Malam itu, aku tahu maksud perkataan Kak Maya. Aku sedikit memahami tentang jugun ianfu. Dan tangisku tidak berhenti sama sekali.
****
P R O K L A M A S I
Kami bangsa Indonesia dengan ini menjatakan kemerdekaan Indonesia.
Hal-hal jang mengenai pemindahan kekoeasaan d.l.l., diselenggarakan
dengan tjara saksama dan dalam tempo jang sesingkat-singkatnja.
Djakarta, hari 17 boelan 8 tahoen 05
Atas nama bangsa Indonesia.
Soekarno/Hatta.
Hari ini, aku mencuri dengar radio yang ada di perumahan jugun ianfu. Lima hari aku terkurung di sini. Aku dipaksa menemani Jenderal dan sampai hari ini tangisku masih tidak bisa berhenti. Kak Maya berada di sampingku, tangisnya pecah mendengarkan proklamasi yang dibacakan Pak Soekarno.
"Maafkan Kak Maya ya, Rit. Kak Maya memilihmu karena kakak takut, jika kamu berada di sana, penderitaanmu jauh lebih menyeramkan. Tentara-tentara Jepang jauh lebih gila dari Jenderal. Mereka tidak puas dan menyiksamu sampai air matamu kering. Kak Maya masih kecil sewaktu di sini, kakak merasakan semua penderitaan hingga bisa kakak bisa belajar untuk bertahan hidup," ucapnya parau.
Kak Maya mengajakku keluar dari ruangan saat ada suara teriakan tentara Jepang. Kami melihat banyak tentara Jepang menyeret wanita-wanita yang dikurung dan dikumpulkan di luar perumahan jugun ianfu.
Aku dan Kak Maya juga, kami dipaksa keluar dari tempat ini sejauh-jauhnya.
****
17 Agustus 2018. Jakarta.
Air mata jatuh, kenangan yang selalu muncul setiap tahun. Benar kata Kak Maya, kami adalah bagian sejarah yang tak tersentuh. Hanya seperti kekelaman dan aib. Tahun-tahun dilalui untuk mendengar permintaan maaf Jepang yang masih belum terucap.

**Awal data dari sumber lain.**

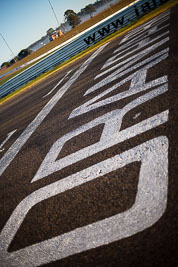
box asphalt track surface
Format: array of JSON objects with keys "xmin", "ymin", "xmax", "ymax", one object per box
[{"xmin": 0, "ymin": 6, "xmax": 177, "ymax": 267}]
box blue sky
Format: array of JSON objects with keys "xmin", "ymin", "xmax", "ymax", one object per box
[{"xmin": 0, "ymin": 0, "xmax": 96, "ymax": 65}]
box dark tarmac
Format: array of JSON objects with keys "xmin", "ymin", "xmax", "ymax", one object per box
[{"xmin": 0, "ymin": 6, "xmax": 177, "ymax": 267}]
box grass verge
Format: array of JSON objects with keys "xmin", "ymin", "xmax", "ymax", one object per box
[
  {"xmin": 0, "ymin": 0, "xmax": 177, "ymax": 105},
  {"xmin": 0, "ymin": 0, "xmax": 135, "ymax": 79}
]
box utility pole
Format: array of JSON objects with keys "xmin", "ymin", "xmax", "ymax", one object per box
[
  {"xmin": 48, "ymin": 0, "xmax": 60, "ymax": 28},
  {"xmin": 48, "ymin": 0, "xmax": 66, "ymax": 40},
  {"xmin": 0, "ymin": 32, "xmax": 17, "ymax": 62}
]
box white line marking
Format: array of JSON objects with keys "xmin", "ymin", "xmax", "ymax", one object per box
[
  {"xmin": 0, "ymin": 43, "xmax": 108, "ymax": 176},
  {"xmin": 95, "ymin": 37, "xmax": 169, "ymax": 80},
  {"xmin": 84, "ymin": 49, "xmax": 168, "ymax": 96},
  {"xmin": 32, "ymin": 88, "xmax": 168, "ymax": 182},
  {"xmin": 70, "ymin": 56, "xmax": 168, "ymax": 119},
  {"xmin": 43, "ymin": 71, "xmax": 72, "ymax": 98},
  {"xmin": 100, "ymin": 30, "xmax": 169, "ymax": 73},
  {"xmin": 0, "ymin": 10, "xmax": 171, "ymax": 266},
  {"xmin": 0, "ymin": 130, "xmax": 17, "ymax": 150},
  {"xmin": 133, "ymin": 112, "xmax": 141, "ymax": 119},
  {"xmin": 114, "ymin": 20, "xmax": 169, "ymax": 55},
  {"xmin": 0, "ymin": 136, "xmax": 168, "ymax": 266},
  {"xmin": 120, "ymin": 10, "xmax": 170, "ymax": 44}
]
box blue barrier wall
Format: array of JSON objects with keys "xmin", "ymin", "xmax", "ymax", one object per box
[{"xmin": 0, "ymin": 0, "xmax": 169, "ymax": 99}]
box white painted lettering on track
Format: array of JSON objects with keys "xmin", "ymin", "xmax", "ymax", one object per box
[
  {"xmin": 0, "ymin": 43, "xmax": 108, "ymax": 176},
  {"xmin": 43, "ymin": 70, "xmax": 72, "ymax": 98},
  {"xmin": 0, "ymin": 136, "xmax": 168, "ymax": 266},
  {"xmin": 0, "ymin": 10, "xmax": 171, "ymax": 266},
  {"xmin": 0, "ymin": 130, "xmax": 17, "ymax": 152}
]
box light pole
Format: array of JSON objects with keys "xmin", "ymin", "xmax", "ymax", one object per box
[
  {"xmin": 0, "ymin": 32, "xmax": 17, "ymax": 62},
  {"xmin": 48, "ymin": 0, "xmax": 60, "ymax": 28},
  {"xmin": 48, "ymin": 0, "xmax": 66, "ymax": 40}
]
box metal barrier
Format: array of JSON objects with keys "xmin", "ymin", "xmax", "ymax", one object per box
[{"xmin": 0, "ymin": 0, "xmax": 169, "ymax": 99}]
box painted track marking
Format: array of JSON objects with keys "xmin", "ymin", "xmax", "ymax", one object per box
[
  {"xmin": 42, "ymin": 70, "xmax": 72, "ymax": 98},
  {"xmin": 0, "ymin": 130, "xmax": 17, "ymax": 152},
  {"xmin": 0, "ymin": 43, "xmax": 108, "ymax": 176}
]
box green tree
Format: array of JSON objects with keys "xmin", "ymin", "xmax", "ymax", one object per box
[
  {"xmin": 10, "ymin": 57, "xmax": 18, "ymax": 65},
  {"xmin": 18, "ymin": 48, "xmax": 32, "ymax": 60},
  {"xmin": 1, "ymin": 62, "xmax": 11, "ymax": 68},
  {"xmin": 84, "ymin": 4, "xmax": 96, "ymax": 17},
  {"xmin": 64, "ymin": 9, "xmax": 80, "ymax": 28}
]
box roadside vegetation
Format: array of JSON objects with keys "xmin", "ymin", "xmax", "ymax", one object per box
[
  {"xmin": 0, "ymin": 0, "xmax": 176, "ymax": 105},
  {"xmin": 0, "ymin": 0, "xmax": 134, "ymax": 78}
]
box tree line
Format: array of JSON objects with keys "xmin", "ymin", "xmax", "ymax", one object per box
[
  {"xmin": 63, "ymin": 0, "xmax": 113, "ymax": 28},
  {"xmin": 1, "ymin": 0, "xmax": 113, "ymax": 69},
  {"xmin": 1, "ymin": 48, "xmax": 32, "ymax": 69}
]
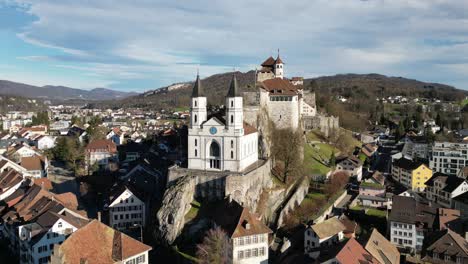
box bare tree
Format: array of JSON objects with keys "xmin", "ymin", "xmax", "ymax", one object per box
[
  {"xmin": 271, "ymin": 128, "xmax": 304, "ymax": 184},
  {"xmin": 196, "ymin": 227, "xmax": 232, "ymax": 264}
]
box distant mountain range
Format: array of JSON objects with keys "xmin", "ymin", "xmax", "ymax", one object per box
[
  {"xmin": 97, "ymin": 71, "xmax": 467, "ymax": 110},
  {"xmin": 0, "ymin": 80, "xmax": 138, "ymax": 101}
]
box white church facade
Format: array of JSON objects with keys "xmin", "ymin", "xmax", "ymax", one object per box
[{"xmin": 188, "ymin": 74, "xmax": 259, "ymax": 173}]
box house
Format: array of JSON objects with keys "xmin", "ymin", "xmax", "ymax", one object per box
[
  {"xmin": 85, "ymin": 139, "xmax": 117, "ymax": 170},
  {"xmin": 437, "ymin": 208, "xmax": 462, "ymax": 232},
  {"xmin": 105, "ymin": 184, "xmax": 146, "ymax": 231},
  {"xmin": 18, "ymin": 209, "xmax": 89, "ymax": 264},
  {"xmin": 0, "ymin": 169, "xmax": 25, "ymax": 201},
  {"xmin": 304, "ymin": 217, "xmax": 346, "ymax": 259},
  {"xmin": 213, "ymin": 200, "xmax": 272, "ymax": 264},
  {"xmin": 457, "ymin": 166, "xmax": 468, "ymax": 179},
  {"xmin": 401, "ymin": 135, "xmax": 430, "ymax": 160},
  {"xmin": 425, "ymin": 172, "xmax": 468, "ymax": 208},
  {"xmin": 21, "ymin": 155, "xmax": 48, "ymax": 178},
  {"xmin": 421, "ymin": 229, "xmax": 468, "ymax": 264},
  {"xmin": 7, "ymin": 143, "xmax": 41, "ymax": 162},
  {"xmin": 34, "ymin": 135, "xmax": 56, "ymax": 150},
  {"xmin": 356, "ymin": 182, "xmax": 388, "ymax": 209},
  {"xmin": 392, "ymin": 157, "xmax": 432, "ymax": 192},
  {"xmin": 389, "ymin": 196, "xmax": 437, "ymax": 252},
  {"xmin": 106, "ymin": 127, "xmax": 125, "ymax": 146},
  {"xmin": 367, "ymin": 171, "xmax": 385, "ymax": 186},
  {"xmin": 336, "ymin": 155, "xmax": 363, "ymax": 181},
  {"xmin": 316, "ymin": 238, "xmax": 378, "ymax": 264},
  {"xmin": 361, "ymin": 143, "xmax": 378, "ymax": 160},
  {"xmin": 50, "ymin": 220, "xmax": 152, "ymax": 264},
  {"xmin": 365, "ymin": 229, "xmax": 400, "ymax": 264},
  {"xmin": 66, "ymin": 126, "xmax": 87, "ymax": 142},
  {"xmin": 430, "ymin": 141, "xmax": 468, "ymax": 176}
]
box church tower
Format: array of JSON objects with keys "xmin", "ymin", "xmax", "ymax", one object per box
[
  {"xmin": 225, "ymin": 74, "xmax": 243, "ymax": 131},
  {"xmin": 274, "ymin": 51, "xmax": 284, "ymax": 79},
  {"xmin": 190, "ymin": 74, "xmax": 207, "ymax": 128}
]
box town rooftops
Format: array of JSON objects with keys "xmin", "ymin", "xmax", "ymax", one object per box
[
  {"xmin": 422, "ymin": 229, "xmax": 468, "ymax": 263},
  {"xmin": 20, "ymin": 155, "xmax": 44, "ymax": 171},
  {"xmin": 54, "ymin": 220, "xmax": 152, "ymax": 264},
  {"xmin": 213, "ymin": 199, "xmax": 272, "ymax": 239},
  {"xmin": 365, "ymin": 229, "xmax": 400, "ymax": 264},
  {"xmin": 336, "ymin": 155, "xmax": 363, "ymax": 167},
  {"xmin": 425, "ymin": 172, "xmax": 466, "ymax": 193},
  {"xmin": 335, "ymin": 238, "xmax": 378, "ymax": 264},
  {"xmin": 311, "ymin": 217, "xmax": 346, "ymax": 239},
  {"xmin": 0, "ymin": 169, "xmax": 23, "ymax": 192},
  {"xmin": 437, "ymin": 208, "xmax": 461, "ymax": 231},
  {"xmin": 86, "ymin": 139, "xmax": 117, "ymax": 153}
]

Suamiku memelukku dengan erat. Katanya, "Semua baik-baik saja, Rita. Tidak ada yang perlu ditangisi lagi. Kamu adalah bagian sejarah yang terhebat. Kamu, Kak Maya, dan semuanya adalah wanita kuat. Aku bangga denganmu." Suaranya yang sudah tidak jelas karena usia, selalu saja menyemangatiku dengan kalimat yang sama selama bertahun-tahun.
Di depan makam Kak Maya, aku berdoa untuk dirinya.